- Died: 1386
- Buried: Ratzeburg Cathedral
- Noble family: House of Schauenburg
- Spouse: Eric II, Duke of Saxe-Lauenburg
- Issue Detail: Eric IV, Duke of Saxe-Lauenburg
- Father: John III, Count of Holstein-Plön
- Mother: Catherine of Silesia-Glogau

= Agnes of Holstein =

German duchess (died 1386)

Agnes of Holstein (died 1386) was a Countess of Holstein-Kiel by birth and by marriage a Duchess of Saxe-Lauenburg. She was the daughter of Count John III of Holstein-Plön (d. 1359) and Catherine (d. 1327), daughter of Duke Henry III of Silesia-Glogau.

She married Duke Eric II of Saxe-Lauenburg. She was noted for her bravery in her younger years, particularly for her willingness to travel through dangerous terrain without her husband while he was overseas.

In her old age, Agnes went blind and was devoted to her religion. She died in 1386 and was buried in the Cathedral in Ratzeburg.

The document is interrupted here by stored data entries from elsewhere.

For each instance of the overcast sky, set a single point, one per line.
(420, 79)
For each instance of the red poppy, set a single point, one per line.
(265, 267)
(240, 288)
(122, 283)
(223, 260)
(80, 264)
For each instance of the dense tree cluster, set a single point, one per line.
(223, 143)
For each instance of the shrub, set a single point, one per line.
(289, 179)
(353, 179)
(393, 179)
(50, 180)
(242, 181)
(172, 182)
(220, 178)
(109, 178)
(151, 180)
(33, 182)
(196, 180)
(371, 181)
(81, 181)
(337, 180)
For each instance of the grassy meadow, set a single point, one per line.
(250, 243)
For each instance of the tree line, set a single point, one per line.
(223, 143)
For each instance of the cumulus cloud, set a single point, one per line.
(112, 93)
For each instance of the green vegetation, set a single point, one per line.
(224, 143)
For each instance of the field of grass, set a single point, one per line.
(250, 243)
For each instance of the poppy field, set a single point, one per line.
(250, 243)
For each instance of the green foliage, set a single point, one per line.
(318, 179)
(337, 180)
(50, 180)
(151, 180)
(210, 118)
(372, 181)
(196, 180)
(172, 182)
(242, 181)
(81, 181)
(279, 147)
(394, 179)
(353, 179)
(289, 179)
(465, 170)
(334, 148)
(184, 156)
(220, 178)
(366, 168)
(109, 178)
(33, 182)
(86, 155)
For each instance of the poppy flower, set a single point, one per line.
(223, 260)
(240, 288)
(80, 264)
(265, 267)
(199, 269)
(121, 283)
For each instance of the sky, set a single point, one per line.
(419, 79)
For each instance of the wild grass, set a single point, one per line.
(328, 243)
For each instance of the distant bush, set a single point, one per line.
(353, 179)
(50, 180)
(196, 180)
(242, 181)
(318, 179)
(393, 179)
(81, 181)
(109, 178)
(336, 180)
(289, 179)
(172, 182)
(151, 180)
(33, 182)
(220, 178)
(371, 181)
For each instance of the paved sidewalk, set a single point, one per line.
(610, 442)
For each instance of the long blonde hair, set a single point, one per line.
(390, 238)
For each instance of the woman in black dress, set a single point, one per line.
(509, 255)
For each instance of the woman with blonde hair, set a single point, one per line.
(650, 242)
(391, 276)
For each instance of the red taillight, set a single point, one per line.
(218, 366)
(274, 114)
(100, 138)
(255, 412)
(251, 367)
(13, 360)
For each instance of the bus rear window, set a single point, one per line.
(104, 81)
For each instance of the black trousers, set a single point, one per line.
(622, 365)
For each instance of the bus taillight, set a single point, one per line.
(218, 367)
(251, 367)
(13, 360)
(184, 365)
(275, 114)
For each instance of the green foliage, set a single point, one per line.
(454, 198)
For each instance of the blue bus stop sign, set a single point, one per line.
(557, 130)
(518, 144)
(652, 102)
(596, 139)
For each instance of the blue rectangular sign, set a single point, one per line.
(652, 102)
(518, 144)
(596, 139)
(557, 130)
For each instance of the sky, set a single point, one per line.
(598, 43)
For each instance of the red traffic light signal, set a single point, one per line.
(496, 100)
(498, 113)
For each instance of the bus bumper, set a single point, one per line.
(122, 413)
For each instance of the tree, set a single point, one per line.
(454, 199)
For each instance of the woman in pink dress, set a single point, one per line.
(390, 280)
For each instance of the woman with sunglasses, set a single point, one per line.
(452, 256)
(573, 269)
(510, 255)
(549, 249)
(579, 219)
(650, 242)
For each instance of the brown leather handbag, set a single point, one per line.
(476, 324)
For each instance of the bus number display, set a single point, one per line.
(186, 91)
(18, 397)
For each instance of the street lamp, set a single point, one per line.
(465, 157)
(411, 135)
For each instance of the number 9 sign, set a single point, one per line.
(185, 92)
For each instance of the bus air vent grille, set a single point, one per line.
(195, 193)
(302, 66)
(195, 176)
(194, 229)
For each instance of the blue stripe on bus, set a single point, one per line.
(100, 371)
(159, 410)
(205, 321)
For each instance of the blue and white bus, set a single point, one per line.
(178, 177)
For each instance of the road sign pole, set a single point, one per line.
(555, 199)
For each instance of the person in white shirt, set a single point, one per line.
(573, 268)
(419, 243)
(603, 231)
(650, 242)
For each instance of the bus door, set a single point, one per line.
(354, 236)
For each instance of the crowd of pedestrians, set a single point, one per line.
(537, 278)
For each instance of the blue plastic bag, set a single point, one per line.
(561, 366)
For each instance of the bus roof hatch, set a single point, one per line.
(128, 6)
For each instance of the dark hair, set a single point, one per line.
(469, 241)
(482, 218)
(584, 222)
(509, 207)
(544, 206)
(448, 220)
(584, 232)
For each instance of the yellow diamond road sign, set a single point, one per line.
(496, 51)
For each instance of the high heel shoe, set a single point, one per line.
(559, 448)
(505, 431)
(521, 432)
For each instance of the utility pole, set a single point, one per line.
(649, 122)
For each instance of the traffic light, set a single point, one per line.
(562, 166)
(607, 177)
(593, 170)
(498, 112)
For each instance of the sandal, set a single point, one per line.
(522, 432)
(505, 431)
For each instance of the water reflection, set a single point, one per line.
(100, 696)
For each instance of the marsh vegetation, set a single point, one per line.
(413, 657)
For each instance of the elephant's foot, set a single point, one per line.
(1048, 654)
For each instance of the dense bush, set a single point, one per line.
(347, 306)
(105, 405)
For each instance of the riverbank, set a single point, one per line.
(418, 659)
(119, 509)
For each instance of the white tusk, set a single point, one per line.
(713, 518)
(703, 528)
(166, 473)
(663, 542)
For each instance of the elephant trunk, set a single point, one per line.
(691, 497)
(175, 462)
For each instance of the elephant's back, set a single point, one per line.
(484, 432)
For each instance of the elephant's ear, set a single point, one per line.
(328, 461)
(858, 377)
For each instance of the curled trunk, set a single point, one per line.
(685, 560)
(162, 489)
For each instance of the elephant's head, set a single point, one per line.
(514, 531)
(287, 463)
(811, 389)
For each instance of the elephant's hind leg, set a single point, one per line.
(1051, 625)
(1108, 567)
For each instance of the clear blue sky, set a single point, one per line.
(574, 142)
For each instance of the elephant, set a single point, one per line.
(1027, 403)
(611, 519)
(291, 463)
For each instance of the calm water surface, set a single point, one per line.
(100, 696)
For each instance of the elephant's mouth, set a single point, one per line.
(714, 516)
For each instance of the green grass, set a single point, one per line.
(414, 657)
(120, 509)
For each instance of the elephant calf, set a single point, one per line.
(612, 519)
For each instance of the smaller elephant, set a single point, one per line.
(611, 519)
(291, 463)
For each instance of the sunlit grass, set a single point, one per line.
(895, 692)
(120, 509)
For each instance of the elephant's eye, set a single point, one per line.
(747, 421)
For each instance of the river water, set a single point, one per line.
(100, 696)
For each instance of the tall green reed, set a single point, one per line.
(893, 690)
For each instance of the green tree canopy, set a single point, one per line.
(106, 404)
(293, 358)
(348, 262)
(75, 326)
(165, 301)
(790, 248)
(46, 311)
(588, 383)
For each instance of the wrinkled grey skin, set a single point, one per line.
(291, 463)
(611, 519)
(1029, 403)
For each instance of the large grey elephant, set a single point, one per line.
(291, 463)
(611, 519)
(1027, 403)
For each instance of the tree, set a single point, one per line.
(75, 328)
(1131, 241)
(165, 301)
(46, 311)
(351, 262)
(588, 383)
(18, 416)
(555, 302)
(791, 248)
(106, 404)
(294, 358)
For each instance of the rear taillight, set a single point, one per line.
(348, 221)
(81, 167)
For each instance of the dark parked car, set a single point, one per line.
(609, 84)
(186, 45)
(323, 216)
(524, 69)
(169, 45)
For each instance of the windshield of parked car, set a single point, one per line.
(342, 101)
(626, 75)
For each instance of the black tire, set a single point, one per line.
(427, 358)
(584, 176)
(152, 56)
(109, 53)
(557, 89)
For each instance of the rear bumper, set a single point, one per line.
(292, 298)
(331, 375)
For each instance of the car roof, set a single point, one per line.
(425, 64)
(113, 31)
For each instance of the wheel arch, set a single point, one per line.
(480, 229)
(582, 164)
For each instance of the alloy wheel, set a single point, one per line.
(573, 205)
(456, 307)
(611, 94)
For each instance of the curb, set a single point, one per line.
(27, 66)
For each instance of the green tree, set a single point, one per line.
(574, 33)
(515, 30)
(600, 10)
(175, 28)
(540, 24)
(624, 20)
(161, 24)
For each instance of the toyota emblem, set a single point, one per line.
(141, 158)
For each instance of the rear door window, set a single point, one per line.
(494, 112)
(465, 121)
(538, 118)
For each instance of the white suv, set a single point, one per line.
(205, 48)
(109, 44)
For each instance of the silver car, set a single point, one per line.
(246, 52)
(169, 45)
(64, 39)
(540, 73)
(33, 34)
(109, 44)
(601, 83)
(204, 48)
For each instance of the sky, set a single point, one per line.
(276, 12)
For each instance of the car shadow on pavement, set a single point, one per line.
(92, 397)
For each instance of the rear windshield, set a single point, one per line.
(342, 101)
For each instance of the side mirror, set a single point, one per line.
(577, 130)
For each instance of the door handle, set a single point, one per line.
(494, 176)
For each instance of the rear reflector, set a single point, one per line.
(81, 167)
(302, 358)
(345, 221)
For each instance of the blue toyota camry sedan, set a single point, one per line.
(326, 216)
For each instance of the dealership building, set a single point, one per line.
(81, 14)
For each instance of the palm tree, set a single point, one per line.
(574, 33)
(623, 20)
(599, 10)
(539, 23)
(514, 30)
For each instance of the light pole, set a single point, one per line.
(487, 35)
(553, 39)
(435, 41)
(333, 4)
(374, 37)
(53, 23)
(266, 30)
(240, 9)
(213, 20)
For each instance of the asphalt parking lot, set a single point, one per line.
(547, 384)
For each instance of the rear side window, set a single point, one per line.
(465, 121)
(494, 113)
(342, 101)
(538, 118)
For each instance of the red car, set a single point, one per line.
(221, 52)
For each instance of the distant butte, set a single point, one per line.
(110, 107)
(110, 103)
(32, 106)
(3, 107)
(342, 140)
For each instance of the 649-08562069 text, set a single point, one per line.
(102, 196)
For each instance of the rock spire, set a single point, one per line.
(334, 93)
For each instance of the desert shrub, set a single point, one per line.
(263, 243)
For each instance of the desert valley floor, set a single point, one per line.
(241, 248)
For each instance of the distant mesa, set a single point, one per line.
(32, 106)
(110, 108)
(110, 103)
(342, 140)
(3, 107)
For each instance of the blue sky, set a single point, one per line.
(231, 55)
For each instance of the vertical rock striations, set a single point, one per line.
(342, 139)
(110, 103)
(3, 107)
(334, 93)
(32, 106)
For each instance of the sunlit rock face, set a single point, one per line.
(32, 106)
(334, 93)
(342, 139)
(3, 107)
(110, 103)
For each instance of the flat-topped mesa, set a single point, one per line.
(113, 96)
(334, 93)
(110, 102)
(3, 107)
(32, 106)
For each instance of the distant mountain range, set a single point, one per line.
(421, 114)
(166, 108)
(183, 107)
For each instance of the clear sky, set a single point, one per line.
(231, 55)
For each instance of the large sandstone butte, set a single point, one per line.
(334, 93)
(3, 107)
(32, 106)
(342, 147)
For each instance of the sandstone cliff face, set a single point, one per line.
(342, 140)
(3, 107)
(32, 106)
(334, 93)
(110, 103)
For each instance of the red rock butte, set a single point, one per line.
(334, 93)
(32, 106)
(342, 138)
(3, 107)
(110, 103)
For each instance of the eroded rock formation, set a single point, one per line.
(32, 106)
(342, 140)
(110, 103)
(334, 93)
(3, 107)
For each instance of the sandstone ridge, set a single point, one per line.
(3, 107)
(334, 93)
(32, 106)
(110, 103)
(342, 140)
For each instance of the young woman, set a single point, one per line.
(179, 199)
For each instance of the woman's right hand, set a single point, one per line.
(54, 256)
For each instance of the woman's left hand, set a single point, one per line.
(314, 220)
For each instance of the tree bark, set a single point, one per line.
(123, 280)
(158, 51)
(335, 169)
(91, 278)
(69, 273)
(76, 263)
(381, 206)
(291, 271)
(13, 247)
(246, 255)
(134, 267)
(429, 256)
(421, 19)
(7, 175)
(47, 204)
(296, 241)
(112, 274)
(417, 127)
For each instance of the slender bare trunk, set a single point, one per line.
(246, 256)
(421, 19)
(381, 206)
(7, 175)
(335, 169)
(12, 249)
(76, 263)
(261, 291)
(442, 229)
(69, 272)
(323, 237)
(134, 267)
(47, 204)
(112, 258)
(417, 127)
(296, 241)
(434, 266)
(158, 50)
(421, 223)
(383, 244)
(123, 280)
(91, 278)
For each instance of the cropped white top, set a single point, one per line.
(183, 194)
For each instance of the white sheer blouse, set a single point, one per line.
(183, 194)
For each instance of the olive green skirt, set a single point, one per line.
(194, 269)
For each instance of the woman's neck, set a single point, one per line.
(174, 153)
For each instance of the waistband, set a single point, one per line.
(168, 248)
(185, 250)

== Marriages and descendants ==
On 22 March 1327 in Trittau, Agnes was engaged to marry Duke Eric II of Saxe-Lauenburg (d. 1368 or 1369). The wedding took place between 1342 and 1349. They had four children:

1. Eric IV (1354–1412), Duke of Saxe-Lauenburg
2. Agnes († after 1387), married to Duke William of Brunswick-Lüneburg (d. 1369)
3. Jutta (d. 1388), married to Duke Bogislaw VI of Pomerania (d. 1393)
4. Mechthild (died after 1405), Abbess of Wienhausen Abbey

She was an ancestor of Anne of Cleves.